1. fetch_and_parse_apps_batch

Fetch multiple app pages in parallel.

from playfast._core import fetch_and_parse_apps_batch

requests = [
    ("com.spotify.music", "en", "us"),
    ("com.netflix.mediaclient", "en", "us"),
    ("com.whatsapp", "en", "us"),
]

apps = fetch_and_parse_apps_batch(requests)
# Returns: list[RustAppInfo]

2. fetch_and_parse_list_batch

Fetch multiple category/collection listings in parallel.

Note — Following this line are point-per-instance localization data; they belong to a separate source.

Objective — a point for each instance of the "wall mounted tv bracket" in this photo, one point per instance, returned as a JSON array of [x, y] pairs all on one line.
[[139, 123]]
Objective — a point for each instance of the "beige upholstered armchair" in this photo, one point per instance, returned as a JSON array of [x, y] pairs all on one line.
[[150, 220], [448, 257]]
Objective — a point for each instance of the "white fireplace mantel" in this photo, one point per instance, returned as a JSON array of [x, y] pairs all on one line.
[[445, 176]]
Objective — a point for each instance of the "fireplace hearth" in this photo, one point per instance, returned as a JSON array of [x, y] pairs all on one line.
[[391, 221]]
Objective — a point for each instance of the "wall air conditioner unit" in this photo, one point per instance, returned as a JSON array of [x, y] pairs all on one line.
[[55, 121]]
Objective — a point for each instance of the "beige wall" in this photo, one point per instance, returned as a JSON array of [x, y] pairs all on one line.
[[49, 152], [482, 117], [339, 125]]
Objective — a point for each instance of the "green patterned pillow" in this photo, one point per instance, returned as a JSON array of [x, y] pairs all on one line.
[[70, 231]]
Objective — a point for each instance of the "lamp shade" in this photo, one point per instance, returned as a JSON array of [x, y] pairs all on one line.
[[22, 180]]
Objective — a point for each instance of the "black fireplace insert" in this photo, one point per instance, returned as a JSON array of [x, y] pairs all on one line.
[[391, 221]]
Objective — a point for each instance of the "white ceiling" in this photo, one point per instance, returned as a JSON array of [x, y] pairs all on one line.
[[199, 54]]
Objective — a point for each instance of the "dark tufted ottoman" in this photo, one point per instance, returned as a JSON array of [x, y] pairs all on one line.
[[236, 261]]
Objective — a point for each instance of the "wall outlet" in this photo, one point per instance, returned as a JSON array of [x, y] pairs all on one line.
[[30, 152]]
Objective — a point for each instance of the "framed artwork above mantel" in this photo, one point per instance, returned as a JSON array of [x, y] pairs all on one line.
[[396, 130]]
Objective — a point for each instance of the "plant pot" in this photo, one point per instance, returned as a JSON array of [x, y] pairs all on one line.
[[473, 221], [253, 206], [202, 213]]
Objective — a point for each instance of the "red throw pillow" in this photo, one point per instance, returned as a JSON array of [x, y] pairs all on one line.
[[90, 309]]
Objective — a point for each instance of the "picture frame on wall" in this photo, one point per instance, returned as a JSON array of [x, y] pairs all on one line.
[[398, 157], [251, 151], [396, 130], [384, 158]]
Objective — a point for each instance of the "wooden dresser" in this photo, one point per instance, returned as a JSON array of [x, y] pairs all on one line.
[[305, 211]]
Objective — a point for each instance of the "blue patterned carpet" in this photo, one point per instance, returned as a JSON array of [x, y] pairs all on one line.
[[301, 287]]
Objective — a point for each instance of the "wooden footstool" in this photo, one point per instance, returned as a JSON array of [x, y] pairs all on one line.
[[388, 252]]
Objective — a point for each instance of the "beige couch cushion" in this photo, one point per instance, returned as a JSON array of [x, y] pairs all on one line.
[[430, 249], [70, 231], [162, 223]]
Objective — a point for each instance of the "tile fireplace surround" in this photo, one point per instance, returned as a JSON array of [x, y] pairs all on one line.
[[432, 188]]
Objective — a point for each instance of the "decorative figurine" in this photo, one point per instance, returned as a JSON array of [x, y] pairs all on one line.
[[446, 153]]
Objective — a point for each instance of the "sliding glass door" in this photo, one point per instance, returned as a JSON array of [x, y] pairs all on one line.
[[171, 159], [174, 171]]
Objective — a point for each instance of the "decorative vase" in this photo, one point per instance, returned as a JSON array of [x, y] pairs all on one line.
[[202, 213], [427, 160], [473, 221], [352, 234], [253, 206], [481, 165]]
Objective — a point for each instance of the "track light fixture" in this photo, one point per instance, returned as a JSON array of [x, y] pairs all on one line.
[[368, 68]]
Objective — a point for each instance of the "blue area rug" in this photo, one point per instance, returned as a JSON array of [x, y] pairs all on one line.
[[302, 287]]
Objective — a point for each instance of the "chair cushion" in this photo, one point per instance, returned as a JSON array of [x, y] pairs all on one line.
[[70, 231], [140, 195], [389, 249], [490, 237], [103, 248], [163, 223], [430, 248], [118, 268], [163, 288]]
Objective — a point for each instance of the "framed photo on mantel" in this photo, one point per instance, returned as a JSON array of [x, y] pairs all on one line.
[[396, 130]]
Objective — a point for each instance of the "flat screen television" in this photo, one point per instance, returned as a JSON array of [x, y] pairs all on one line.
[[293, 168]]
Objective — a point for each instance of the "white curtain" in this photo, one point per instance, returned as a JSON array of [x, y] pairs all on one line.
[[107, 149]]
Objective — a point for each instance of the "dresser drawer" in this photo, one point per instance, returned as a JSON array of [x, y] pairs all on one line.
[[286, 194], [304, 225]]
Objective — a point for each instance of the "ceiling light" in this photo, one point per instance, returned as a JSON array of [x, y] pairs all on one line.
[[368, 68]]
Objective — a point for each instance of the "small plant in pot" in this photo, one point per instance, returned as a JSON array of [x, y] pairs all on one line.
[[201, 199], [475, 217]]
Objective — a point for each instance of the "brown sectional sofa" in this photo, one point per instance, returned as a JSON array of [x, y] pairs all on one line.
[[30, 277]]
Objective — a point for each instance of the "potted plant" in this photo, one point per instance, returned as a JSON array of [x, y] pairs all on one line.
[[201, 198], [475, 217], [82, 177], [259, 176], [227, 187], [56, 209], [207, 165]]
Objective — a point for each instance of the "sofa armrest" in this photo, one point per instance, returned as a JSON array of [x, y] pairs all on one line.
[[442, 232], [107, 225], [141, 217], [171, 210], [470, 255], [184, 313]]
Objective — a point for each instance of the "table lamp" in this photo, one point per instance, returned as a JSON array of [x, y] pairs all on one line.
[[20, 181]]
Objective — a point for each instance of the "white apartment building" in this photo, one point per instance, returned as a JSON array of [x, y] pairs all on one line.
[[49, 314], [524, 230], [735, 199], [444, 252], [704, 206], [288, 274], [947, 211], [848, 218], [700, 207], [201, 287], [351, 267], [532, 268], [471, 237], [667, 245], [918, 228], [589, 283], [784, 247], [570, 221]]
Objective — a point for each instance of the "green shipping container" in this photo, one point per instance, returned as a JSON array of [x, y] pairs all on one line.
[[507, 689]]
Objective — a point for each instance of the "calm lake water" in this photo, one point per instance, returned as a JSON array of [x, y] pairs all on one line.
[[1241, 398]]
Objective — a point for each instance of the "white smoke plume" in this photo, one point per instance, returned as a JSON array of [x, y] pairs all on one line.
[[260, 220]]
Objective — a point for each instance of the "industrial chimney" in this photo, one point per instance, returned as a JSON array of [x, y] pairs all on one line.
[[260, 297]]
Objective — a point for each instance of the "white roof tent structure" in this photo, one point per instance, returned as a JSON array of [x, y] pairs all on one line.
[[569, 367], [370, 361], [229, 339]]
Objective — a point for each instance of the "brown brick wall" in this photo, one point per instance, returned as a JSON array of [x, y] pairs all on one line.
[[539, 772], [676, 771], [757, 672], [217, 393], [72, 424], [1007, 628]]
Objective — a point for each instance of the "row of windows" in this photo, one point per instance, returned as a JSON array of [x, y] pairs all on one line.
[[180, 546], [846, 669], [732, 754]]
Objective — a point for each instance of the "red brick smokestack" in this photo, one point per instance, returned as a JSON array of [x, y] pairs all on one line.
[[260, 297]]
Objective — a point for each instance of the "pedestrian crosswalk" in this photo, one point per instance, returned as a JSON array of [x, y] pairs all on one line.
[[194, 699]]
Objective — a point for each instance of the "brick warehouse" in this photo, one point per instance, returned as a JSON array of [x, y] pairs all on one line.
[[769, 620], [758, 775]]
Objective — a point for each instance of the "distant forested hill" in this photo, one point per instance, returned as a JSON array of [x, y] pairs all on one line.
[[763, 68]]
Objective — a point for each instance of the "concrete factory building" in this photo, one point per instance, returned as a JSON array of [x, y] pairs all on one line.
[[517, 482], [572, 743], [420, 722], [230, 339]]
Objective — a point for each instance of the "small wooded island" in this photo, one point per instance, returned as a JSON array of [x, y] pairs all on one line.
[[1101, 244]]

from playfast._core import fetch_and_parse_list_batch

requests = [
    ("GAME_ACTION", "topselling_free", "en", "us", 100),
    ("SOCIAL", "topselling_free", "en", "kr", 100),
    (None, "topselling_paid", "en", "jp", 50),  # None = all apps
]

results = fetch_and_parse_list_batch(requests)
# Returns: list[list[RustSearchResult]]

3. fetch_and_parse_search_batch

Perform multiple searches in parallel.

from playfast._core import fetch_and_parse_search_batch

requests = [
    ("spotify", "en", "us"),
    ("netflix", "en", "us"),
    ("youtube", "en", "us"),
]

results = fetch_and_parse_search_batch(requests)
# Returns: list[list[RustSearchResult]]

4. fetch_and_parse_reviews_batch

Fetch reviews for multiple apps in parallel.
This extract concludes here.